Ethanol is a well-established developmental toxicant; however, the molecular and cellular mechanism(s) of toxicity remains unclear. It has been suggested that ethanol metabolism leads to oxidative stress resulting in an increase in cell death. Alcohol developmental toxicity has not been well studied in zebrafish; however, zebrafish represent an excellent vertebrate model for investigating and understanding normal and aberrant development. To evaluate ethanol metabolism dependent toxicity, chemical inhibitors of the ethanol metabolizing enzymes were utilized. Embryos co-exposed to ethanol and a combination of ethanol metabolism inhibitors led to a significant increase in the occurrence of pericardial edema. Further, in the presence of the inhibitor mixture there was an increase in developmental malformations at lower ethanol concentrations. Cell death has been implicated as a potential explanation for ethanol-dependent toxicity. Using cell death assays, ethanol significantly increased embryonic cell death.
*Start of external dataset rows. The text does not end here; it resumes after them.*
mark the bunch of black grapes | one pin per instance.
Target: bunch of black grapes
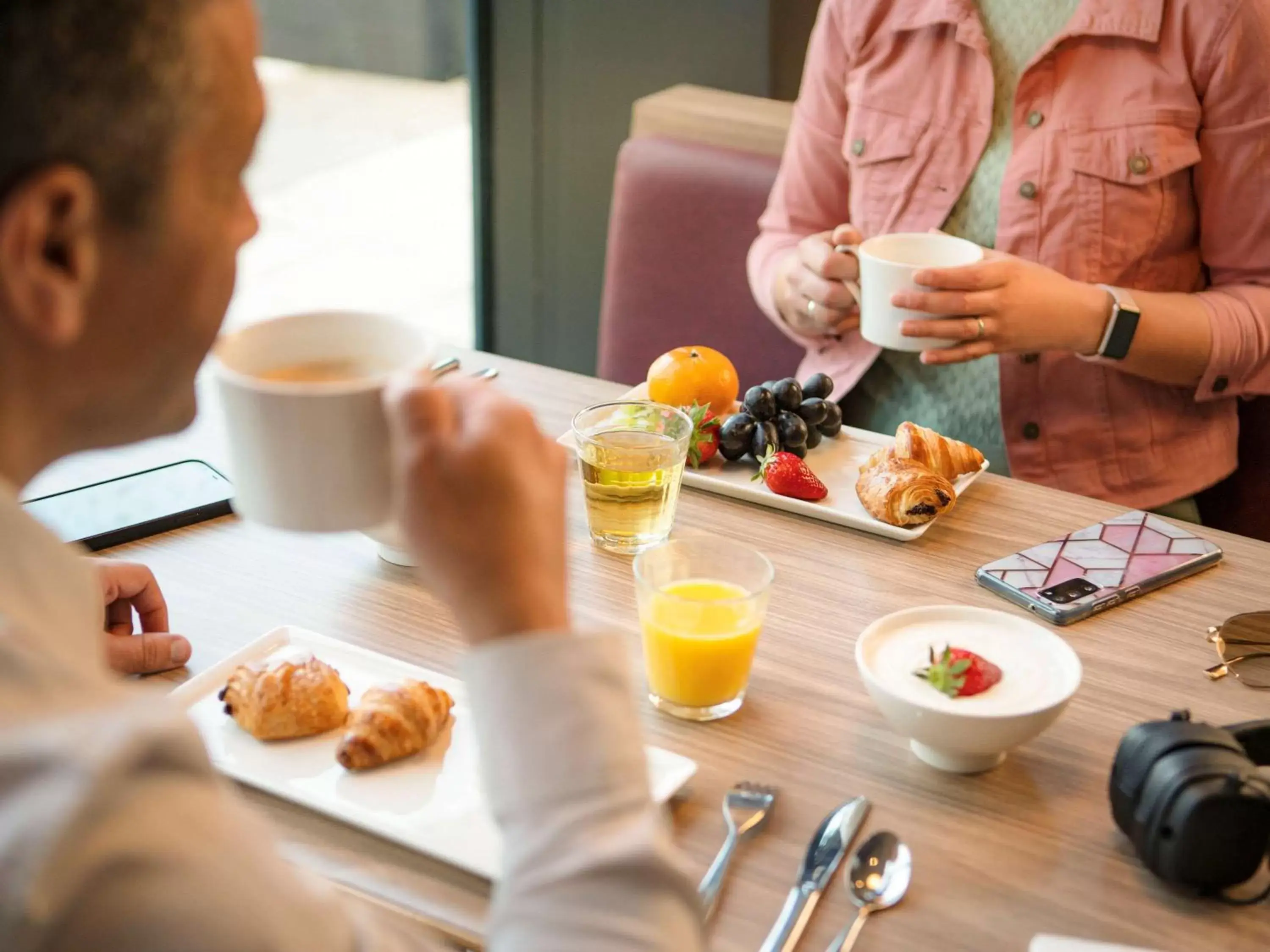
(781, 415)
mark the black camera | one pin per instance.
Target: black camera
(1193, 800)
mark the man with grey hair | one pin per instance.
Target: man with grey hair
(125, 130)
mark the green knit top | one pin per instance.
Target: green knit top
(964, 400)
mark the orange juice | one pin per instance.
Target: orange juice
(699, 641)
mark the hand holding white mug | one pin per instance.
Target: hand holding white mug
(811, 295)
(482, 501)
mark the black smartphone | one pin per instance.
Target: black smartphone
(135, 507)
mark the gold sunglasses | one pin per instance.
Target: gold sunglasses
(1250, 658)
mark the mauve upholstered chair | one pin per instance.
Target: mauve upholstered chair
(682, 220)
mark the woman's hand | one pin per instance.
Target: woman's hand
(809, 292)
(1005, 305)
(130, 589)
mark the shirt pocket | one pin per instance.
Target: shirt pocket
(881, 149)
(1133, 191)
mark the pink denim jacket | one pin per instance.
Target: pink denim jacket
(1141, 160)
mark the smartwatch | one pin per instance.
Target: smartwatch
(1122, 325)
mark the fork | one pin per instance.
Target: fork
(746, 809)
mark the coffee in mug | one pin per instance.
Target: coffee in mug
(319, 372)
(887, 266)
(303, 399)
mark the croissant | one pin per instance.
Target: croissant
(905, 493)
(291, 695)
(948, 457)
(394, 723)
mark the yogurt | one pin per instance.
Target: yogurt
(1038, 669)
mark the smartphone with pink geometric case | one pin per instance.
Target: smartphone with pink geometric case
(1098, 568)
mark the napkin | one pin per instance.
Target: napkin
(1057, 944)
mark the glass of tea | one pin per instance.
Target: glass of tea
(632, 459)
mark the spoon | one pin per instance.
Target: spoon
(878, 880)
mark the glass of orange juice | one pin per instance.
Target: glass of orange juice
(701, 605)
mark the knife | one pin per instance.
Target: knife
(823, 855)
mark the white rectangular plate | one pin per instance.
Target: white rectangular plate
(836, 462)
(431, 803)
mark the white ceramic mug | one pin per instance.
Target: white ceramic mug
(887, 266)
(314, 456)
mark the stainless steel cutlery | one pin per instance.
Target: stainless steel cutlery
(878, 879)
(823, 856)
(746, 809)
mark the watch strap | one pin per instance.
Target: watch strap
(1122, 327)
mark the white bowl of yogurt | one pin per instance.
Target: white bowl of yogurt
(1041, 673)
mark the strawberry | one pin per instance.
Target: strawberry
(787, 475)
(961, 673)
(705, 436)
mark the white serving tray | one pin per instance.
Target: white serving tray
(836, 462)
(431, 803)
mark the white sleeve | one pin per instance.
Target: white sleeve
(588, 861)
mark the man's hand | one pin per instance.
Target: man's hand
(482, 501)
(129, 588)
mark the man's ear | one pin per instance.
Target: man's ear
(50, 229)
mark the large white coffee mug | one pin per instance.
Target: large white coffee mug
(314, 456)
(887, 266)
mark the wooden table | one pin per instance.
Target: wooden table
(1024, 850)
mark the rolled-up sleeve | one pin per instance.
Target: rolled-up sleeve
(812, 187)
(1232, 184)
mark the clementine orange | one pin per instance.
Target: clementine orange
(694, 375)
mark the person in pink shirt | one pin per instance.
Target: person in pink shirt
(1115, 155)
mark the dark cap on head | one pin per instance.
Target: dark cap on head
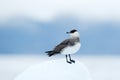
(72, 31)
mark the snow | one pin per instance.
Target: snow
(55, 70)
(100, 67)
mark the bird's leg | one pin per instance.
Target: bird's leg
(71, 59)
(67, 60)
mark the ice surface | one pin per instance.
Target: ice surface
(55, 70)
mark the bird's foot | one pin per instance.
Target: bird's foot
(72, 61)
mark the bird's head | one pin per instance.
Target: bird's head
(73, 33)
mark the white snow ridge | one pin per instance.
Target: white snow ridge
(55, 70)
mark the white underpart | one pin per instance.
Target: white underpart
(75, 34)
(71, 49)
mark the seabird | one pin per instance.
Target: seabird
(68, 46)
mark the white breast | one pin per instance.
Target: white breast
(71, 49)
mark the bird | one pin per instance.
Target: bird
(68, 46)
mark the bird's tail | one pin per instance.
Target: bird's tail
(50, 53)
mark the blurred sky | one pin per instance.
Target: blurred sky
(34, 26)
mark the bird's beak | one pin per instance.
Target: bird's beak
(67, 32)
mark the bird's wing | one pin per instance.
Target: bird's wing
(61, 46)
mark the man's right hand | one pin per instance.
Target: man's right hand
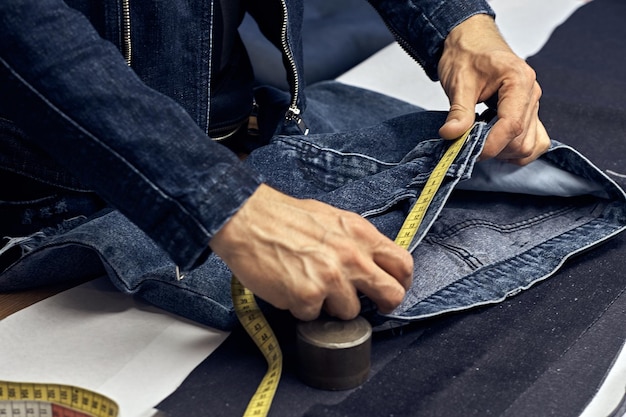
(305, 256)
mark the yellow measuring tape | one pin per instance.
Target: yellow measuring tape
(20, 399)
(51, 400)
(255, 323)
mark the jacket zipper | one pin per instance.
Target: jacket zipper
(404, 44)
(127, 48)
(293, 112)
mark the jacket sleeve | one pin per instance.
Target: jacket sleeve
(421, 26)
(76, 97)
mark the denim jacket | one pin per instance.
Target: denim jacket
(492, 230)
(119, 92)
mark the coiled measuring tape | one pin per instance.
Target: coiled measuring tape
(51, 400)
(22, 399)
(255, 323)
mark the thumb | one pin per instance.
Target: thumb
(460, 118)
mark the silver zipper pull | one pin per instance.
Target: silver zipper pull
(293, 114)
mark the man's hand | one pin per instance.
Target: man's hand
(304, 255)
(475, 65)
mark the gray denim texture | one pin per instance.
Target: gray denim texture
(492, 230)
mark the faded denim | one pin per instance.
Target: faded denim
(492, 230)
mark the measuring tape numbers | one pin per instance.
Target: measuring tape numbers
(25, 399)
(21, 399)
(255, 323)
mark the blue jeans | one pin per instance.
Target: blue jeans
(492, 230)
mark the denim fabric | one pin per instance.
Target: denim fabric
(138, 135)
(478, 244)
(421, 31)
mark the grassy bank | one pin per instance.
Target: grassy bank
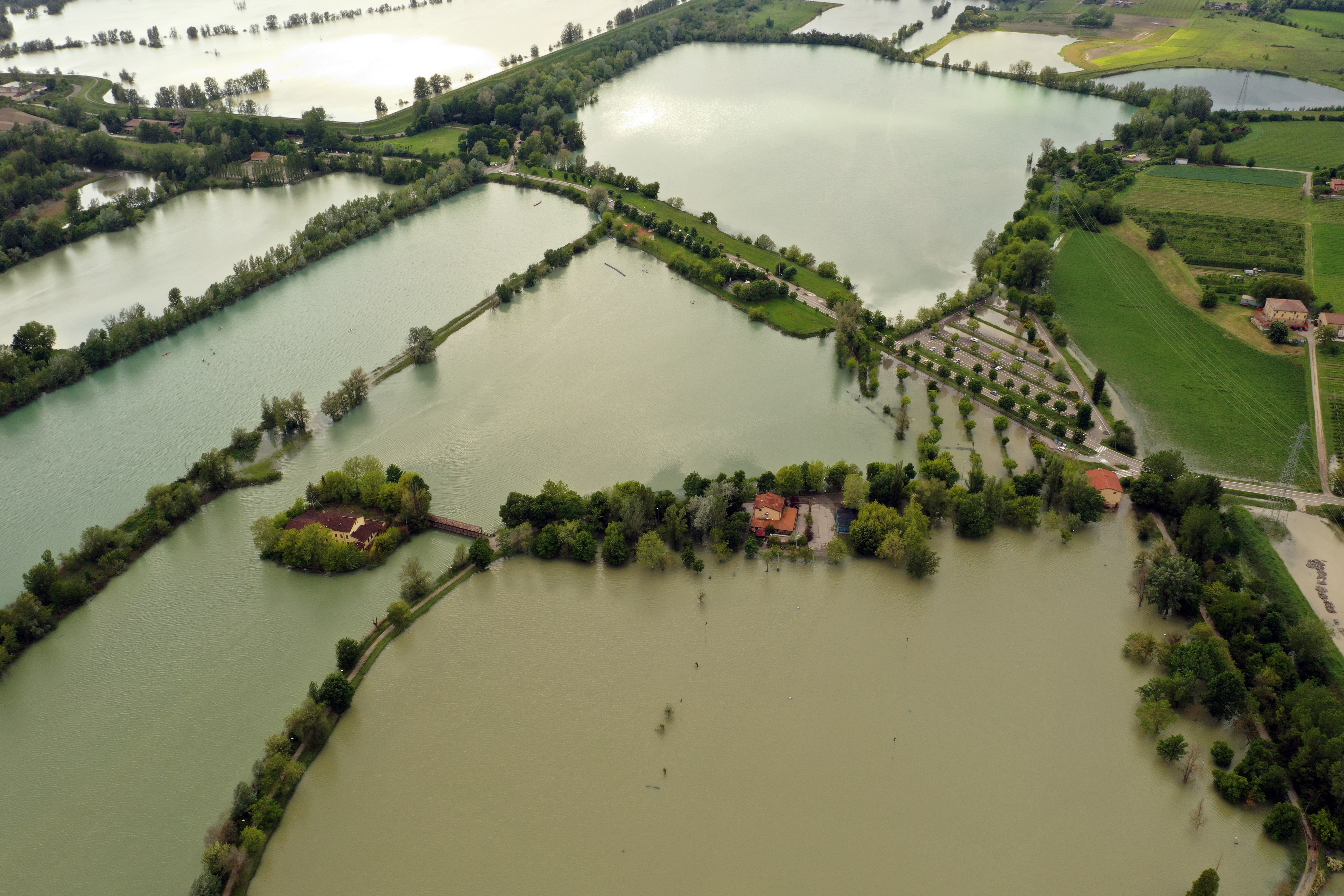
(1228, 406)
(1214, 198)
(1295, 144)
(373, 645)
(1280, 586)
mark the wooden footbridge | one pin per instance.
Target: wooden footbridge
(455, 527)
To determine if oxidative stress underlies cardiovascular dysfunction, embryos were co-exposed to ethanol and several antioxidants. The antioxidants, glutathione and lipoic acid, partially attenuated the incidence of pericardial edema. The effectiveness of the antioxidants to protect the embryos from ethanol-induced cell death was also evaluated. The antioxidants provided no protection against cell death. Thus, ethanol-mediated pericardial edema and cell death appear to be mechanistically distinct.